Fastq.gz and quality score length do not match using type: EMPPairedEndSequences from MiSeq

chelsea.brisson.423 · March 20, 2020, 5:52pm

I have three fastq.gz files from our MiSeq:
forward.fastq.gz
reverse.fastq.gz
barcodes.fastq.gz
They are in their own directory called EXP1_ToProcess on Qiime2 (I’m running version 2019.7 in conda on a mac), and I used the code:

qiime tools import --type EMPPairedEndSequences --input-path EXP1_ToProcess/ --output-path EXP1_paired_end_seqs

This has worked in the past, but now I get the error message:

There was a problem importing EXP1_ToProcess/:

EXP1_ToProcess/forward.fastq.gz is not a(n) FastqGzFormat file:

Quality score length doesn’t match sequence length for record beginning on line 43126365

From other threads, I gather that this is pretty far down in the file and might be hard to troubleshoot, but I was hoping someone had an idea of what’s going on! We have used these exact files in Qiime to process, but would like to process in Qiime2 now.
Also, I tried running the code with --verbose, but it just gives the error “no such option: --verbose”

Thank you!

thermokarst · March 24, 2020, 2:35pm

Hi @chelsea.brisson.423!

If I had to guess, the file forward.fastq.gz wasn't completely transferred when moving it to the mac that you're running QIIME 2 on. This can happen - network errors sometimes cause files to look like they have completely transferred, when in reality they aren't all there. The reason I think that is the case is because of the specific error message. As you pointed out, the error is down near the bottom of the file (which represents the last part of the file transferred). As well, the error message is complaining that the quality scores in a record are shorter than the sequences for the same record:

@SEQ_ID
GATTTGGGGTTCAAAGCAGTATCGATCAAATAGTAAATCCATTTGTTCAACTCACAGTTT
+
!''*((((***+))%%

That can happen if the network connection died or encountered an issue - a partially transferred file and record.
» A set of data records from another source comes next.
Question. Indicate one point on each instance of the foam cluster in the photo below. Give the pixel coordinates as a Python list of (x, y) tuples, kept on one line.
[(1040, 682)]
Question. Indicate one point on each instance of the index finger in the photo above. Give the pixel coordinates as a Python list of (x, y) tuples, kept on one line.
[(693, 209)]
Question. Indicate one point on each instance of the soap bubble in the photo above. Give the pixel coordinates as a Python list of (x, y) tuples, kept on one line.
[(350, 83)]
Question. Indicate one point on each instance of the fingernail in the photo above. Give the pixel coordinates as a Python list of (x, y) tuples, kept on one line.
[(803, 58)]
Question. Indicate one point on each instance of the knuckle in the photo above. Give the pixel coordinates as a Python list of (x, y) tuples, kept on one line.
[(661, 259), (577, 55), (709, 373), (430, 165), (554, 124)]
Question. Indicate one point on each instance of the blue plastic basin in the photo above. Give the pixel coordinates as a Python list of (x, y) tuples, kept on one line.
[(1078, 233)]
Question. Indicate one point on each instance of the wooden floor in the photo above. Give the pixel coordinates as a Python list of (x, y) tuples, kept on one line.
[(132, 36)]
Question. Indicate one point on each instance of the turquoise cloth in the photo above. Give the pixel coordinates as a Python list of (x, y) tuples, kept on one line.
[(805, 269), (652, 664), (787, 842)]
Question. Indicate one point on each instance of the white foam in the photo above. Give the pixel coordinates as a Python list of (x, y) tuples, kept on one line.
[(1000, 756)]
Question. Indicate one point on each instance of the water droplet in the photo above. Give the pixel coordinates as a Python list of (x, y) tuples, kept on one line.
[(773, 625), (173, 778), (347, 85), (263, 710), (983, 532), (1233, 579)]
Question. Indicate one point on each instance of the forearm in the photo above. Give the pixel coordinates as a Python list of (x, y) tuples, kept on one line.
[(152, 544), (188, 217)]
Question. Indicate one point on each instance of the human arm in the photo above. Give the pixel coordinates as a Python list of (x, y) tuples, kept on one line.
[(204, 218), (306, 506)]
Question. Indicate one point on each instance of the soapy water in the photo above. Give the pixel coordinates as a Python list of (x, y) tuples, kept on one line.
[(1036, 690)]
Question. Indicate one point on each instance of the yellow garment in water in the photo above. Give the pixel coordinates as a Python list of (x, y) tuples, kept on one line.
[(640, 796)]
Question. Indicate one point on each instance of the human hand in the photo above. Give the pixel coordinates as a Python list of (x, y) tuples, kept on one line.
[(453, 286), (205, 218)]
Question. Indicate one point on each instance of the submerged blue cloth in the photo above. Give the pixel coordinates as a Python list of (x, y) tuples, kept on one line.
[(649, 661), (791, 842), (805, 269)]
Double check that you have the complete files (md5 checksums can help with that, or just measuring the file size).

Keep us posted!

chelsea.brisson.423 · March 31, 2020, 6:08pm

Thank you so much! I think this worked, although I’m running into another problem in the next step when I try to demultiplex the reads that makes me think it didn’t actually work…
I am using this code:
qiime demux emp-paired
–i-seqs paired_end_seqs.qza
–m-barcodes-file MapingFile.txt
–m-barcodes-column BarcodeSequence
–o-per-sample-sequences demux
–o-error-correction-details error_details
–output-dir demux_dir
–p-rev-comp-mapping-barcodes

and the error message I get is:
Plugin error from demux:

*** Mismatched sequence descriptions: N:0:0, N:0:NGAGTTGTAGCGA, and N:0:NGAGTTGTAGCGA***

Debug info has been saved to /tmp/qiime2-q2cli-err-n3za1s2l.log

I found another thread where N:0:1 did not match and they redownloaded the files and everything worked, but we do not have the original files from the MiSeq, and my issue starts with N:0:0 (Plugin error from demux: Mismatched sequence descriptions). My fastq.gz files still work with Qiime1, but crossing over to Qiime2 seems to be a huge issue…

thermokarst · April 1, 2020, 2:48pm

Personally, I wouldn't trust the QIIME 1 results in this case - I wasn't involved with the QIIME 1 project, but I suspect that QIIME 1 just wasn't performing the same level of validation of the sequences (but, I could very well be wrong) that QIIME 2 is.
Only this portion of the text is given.